Q: What do hemorrhoids feel like? I'm afraid to ask my friends.
A: Hemorrhoids are something you don't hear talked about much in polite conversation. But it's not because people don't experience the burning, pain and itching that goes along with the condition. In fact, hemorrhoids are extremely common with an estimated 75% of people experiencing hemorrhoid symptoms at some point in their lives. Yet only a small fraction of that number seek care for hemorrhoid symptoms from their doctor.
As you get closer to age 50, the likelihood that you'll develop the condition increases.
Hemorrhoids cause irritation, pain and/or extreme itching around the anus. There can be itchy or painful lumps or swelling, along with fecal leakage, painful bowel movements and blood after a bowel movement. If you're living with some or all of these irritations, you're not alone — a surprising number of people are suffering. Around 1 in 20 Americans have the condition, and your risk increases as you grow older.
There are two key types of hemorrhoids — internal and external. Internal hemorrhoids are inside the anal canal, and external hemorrhoids occur right at the anal opening. Internal hemorrhoids are far enough inside your body that you usually can't see or feel them, and bleeding might be the only sign you have them. They don't cause much pain because there are few pain-sensing nerves inside the rectum.
External hemorrhoids are covered in skin around the anus, and there are many more pain-sensing nerves in this area.
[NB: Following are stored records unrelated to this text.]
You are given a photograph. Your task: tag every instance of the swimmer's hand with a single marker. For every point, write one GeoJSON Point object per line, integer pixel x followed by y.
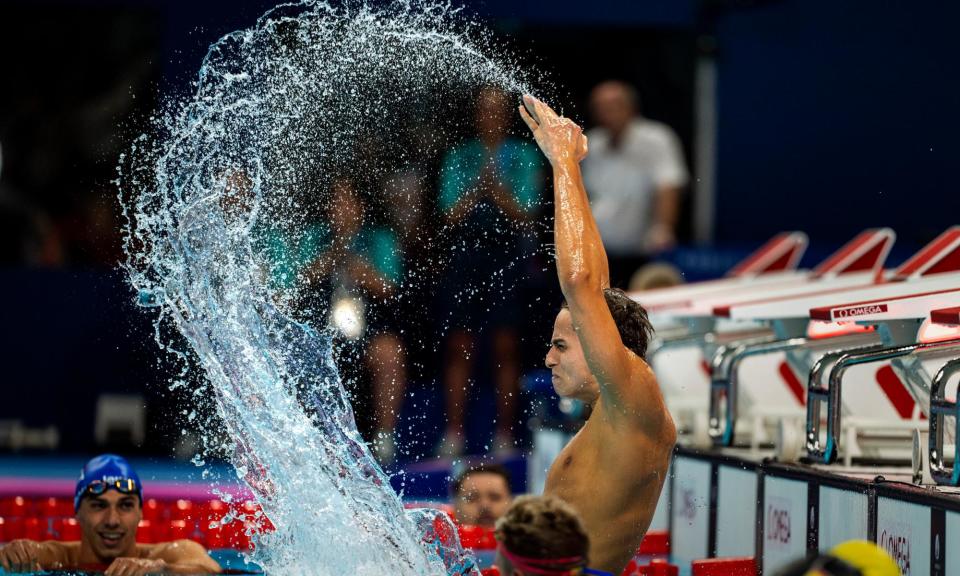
{"type": "Point", "coordinates": [559, 138]}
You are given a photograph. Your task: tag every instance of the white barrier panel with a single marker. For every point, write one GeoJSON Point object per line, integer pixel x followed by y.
{"type": "Point", "coordinates": [784, 522]}
{"type": "Point", "coordinates": [843, 516]}
{"type": "Point", "coordinates": [736, 512]}
{"type": "Point", "coordinates": [903, 530]}
{"type": "Point", "coordinates": [952, 530]}
{"type": "Point", "coordinates": [690, 510]}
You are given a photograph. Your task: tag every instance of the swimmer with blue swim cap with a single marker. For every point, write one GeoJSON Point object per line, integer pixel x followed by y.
{"type": "Point", "coordinates": [108, 501]}
{"type": "Point", "coordinates": [612, 471]}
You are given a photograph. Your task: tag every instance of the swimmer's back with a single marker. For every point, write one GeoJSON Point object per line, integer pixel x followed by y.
{"type": "Point", "coordinates": [612, 473]}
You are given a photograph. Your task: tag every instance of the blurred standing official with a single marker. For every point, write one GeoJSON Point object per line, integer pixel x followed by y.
{"type": "Point", "coordinates": [635, 174]}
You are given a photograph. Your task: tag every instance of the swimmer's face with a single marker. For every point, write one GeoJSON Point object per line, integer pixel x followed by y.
{"type": "Point", "coordinates": [567, 364]}
{"type": "Point", "coordinates": [108, 525]}
{"type": "Point", "coordinates": [484, 497]}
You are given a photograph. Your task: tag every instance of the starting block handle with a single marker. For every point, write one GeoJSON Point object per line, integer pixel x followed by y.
{"type": "Point", "coordinates": [818, 393]}
{"type": "Point", "coordinates": [940, 409]}
{"type": "Point", "coordinates": [725, 384]}
{"type": "Point", "coordinates": [834, 399]}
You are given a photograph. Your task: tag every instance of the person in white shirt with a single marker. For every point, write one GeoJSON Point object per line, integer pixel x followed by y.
{"type": "Point", "coordinates": [635, 173]}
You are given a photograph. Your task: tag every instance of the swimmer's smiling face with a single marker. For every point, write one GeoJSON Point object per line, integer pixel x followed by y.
{"type": "Point", "coordinates": [108, 524]}
{"type": "Point", "coordinates": [567, 364]}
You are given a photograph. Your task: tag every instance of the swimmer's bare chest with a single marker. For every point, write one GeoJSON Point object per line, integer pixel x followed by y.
{"type": "Point", "coordinates": [613, 487]}
{"type": "Point", "coordinates": [602, 477]}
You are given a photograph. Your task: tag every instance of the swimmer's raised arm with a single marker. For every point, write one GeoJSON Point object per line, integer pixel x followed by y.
{"type": "Point", "coordinates": [584, 274]}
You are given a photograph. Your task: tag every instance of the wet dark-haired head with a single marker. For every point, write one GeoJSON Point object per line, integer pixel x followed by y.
{"type": "Point", "coordinates": [497, 469]}
{"type": "Point", "coordinates": [631, 320]}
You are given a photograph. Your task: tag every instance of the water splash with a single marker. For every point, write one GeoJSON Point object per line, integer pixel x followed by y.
{"type": "Point", "coordinates": [278, 109]}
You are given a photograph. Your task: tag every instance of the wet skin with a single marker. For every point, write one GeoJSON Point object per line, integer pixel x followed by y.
{"type": "Point", "coordinates": [612, 471]}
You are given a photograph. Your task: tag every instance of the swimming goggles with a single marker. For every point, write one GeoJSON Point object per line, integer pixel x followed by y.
{"type": "Point", "coordinates": [121, 485]}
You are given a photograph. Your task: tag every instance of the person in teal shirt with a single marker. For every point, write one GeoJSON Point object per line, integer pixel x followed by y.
{"type": "Point", "coordinates": [490, 192]}
{"type": "Point", "coordinates": [351, 269]}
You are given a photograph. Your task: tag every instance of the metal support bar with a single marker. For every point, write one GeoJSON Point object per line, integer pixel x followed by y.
{"type": "Point", "coordinates": [833, 393]}
{"type": "Point", "coordinates": [817, 393]}
{"type": "Point", "coordinates": [940, 408]}
{"type": "Point", "coordinates": [722, 428]}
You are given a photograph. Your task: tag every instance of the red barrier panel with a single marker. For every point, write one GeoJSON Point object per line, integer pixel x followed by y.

That's why they hurt in addition to bleeding. Sometimes hemorrhoids can prolapse, or get bigger and come out of the anus. This type is more likely to hurt, especially when you have a bowel movement. Prolapsed hemorrhoids frequently go away on their own. If they don't, they can often be pushed back into place.
Inactivity and not getting enough fiber are two habits that make people more prone to developing hemorrhoids. If your parents had hemorrhoids, you're more likely to have them too. In general, hemorrhoids are triggered by swelling when the pressure in your lower rectum affects blood flow, making the veins swell.
Hemorrhoids aren't likely to cause you any direct harm. Only when you have excessive bleeding — which happens in rare cases — that leads to anemia, are hemorrhoids a cause of serious concern.
But that doesn't mean you shouldn't talk with your doctor. Because you can't see for sure if internal hemorrhoids are the cause of bleeding, people with blood in their stool or new bleeding should share this information with a health care professional in case it is something more serious. So skip the urge to grab an over-the-counter treatment and ignore the pain. One thing you can do to bring quick relief: soak in a warm bath to soothe irritation.
The best way to prevent symptomatic hemorrhoids over time are consistent fluid intake of at least 64 ounces of non-caffeinated fluid daily, increased dietary fiber or daily fiber supplementation and avoiding straining on the toilet or spending more than 5 minutes on the toilet at a time.
Dr. William "Buck" Lyman is a colorectal surgeon with University Surgical Associates and a member of the Chattanooga-Hamilton County Medical Society.